There are plenty of reasons to be excited for the next chapter of the Scream franchise. While the presence of Wes Craven will surely be sorely missed, Matt Bettinelli-Olpin and Tyler Gillett have emerged from the release of 2019’s Ready Or Not as two of the industry’s most exciting genre filmmakers, and it’s indefinitely hard not to wonder what’s in store next for Neve Campbell’s Sidney Prescott, Courtney Cox’s Gale Weathers, and David Arquette’s Dewey Riley. But do you know what’s particularly not exciting? The new title that’s been slapped on the project.
With production wrapping this week, it was officially announced by the studio that the sequel won’t be called Scream 5 (as was expected by the entire fanbase), but instead simply Scream, a.k.a. the same name as the 1996 film that launched the series. We’ve actually seen this same move made a couple of times previously in the last decade with legacy horror franchises, specifically with Matthijs van Heijningen Jr.'s The Thing and David Gordon Green's Halloween, and it’s not hard to recognize the reasoning: it’s the bluntest way to capitalize on brand recognition. That being said, it’s a really terrible trend, and one that needs to end now before it actually starts to create a very stupid big picture problem.
To start with the most obvious issue with this approach to titling, it’s just straight-up boring. Hollywood is recognized as one of the epicenters of the creative world, and yet somehow the best ideas that can be conceived are just copy and pasting names of classic movies on to new ones. This is obviously a much bigger problem in the industry than just with legacy horror franchises, as at this point James Bond movies are the only sequels that seem to be allowed to forgo the direct use of their brand, but it’s particularly egregious in these cases.
The reason they are particularly bad is because they also have the side effect of totally misrepresenting what the movies actually are. Audiences are well trained at this point to recognize that a new film with the same title as an old film is either a remake or a reboot, but in none of the aforementioned cases is that accurate. Matthijs van Heijningen Jr.'s The Thing isn’t another take on Christian Nyby’s The Thing From Another World, but instead a carefully orchestrated prequel to John Carpenter’s 1982 classic. David Gordon Green’s Halloween isn’t a second attempt at a franchise re-do following Rob Zombie’s duology, but instead a direct sequel to Carpenter’s original. And Matt Bettinelli-Olpin and Tyler Gillett’s Scream is very clearly maintaining the existing continuity given all of the returning characters.

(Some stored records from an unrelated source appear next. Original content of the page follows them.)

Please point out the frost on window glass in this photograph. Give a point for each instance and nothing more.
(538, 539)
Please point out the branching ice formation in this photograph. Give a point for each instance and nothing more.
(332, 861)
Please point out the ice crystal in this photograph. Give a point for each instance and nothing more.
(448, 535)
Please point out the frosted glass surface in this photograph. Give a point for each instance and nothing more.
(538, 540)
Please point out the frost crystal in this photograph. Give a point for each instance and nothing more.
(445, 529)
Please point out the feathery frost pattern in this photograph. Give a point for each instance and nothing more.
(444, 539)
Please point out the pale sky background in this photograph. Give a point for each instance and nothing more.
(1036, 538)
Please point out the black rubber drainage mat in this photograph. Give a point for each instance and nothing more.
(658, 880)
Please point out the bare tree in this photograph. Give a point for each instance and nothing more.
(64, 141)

It seems to be a case of robbing Peter to pay Paul. It may seem like going the simplest route when it comes to the titles could be helpful to draw in uninitiated audiences, but it both has the massive potential to create confusion in the run-up because of the pre-programmed mass assumption, and leave them lost when they are in the theater watching the film.
Most importantly of all, though, is the fact that the confusion is ultimately not just limited to those casual movie-goers, and has a detrimental effect on fan discourse and engagement in the internet age. Remakes already create enough of a pain in the ass when you’re searching for a specific film online, such as when you’re looking for where it’s available streaming or for purchase, and adding sequels with cloned names only needlessly exacerbates the problem. It further creates issues on social media, message boards, and comments sections, as sequels need to be differentiated with mentions of director, release year, or some other signifier. It’s a dumb burden that can be entirely averted by just applying a little bit extra creative energy when titles are being brainstormed.
Recognizing the meta-ness of the franchise and how it provides a post-modern perspective on the horror genre, it’s entirely possible that when the new Scream arrives in 2022 it will feature some kind of in-movie nod or rib-poke calling out the simple title… but given the noted downsides it’s hard to imagine it will serve as total justification for the choice. At the end of the day, fans will probably continue to call it Scream 5 anyway (or, alternatively, 5cream), so what’s the point? We’ve only seen a few cases of this approach so far, but hopefully it’s a strategy that dies before it becomes too commonplace in the industry.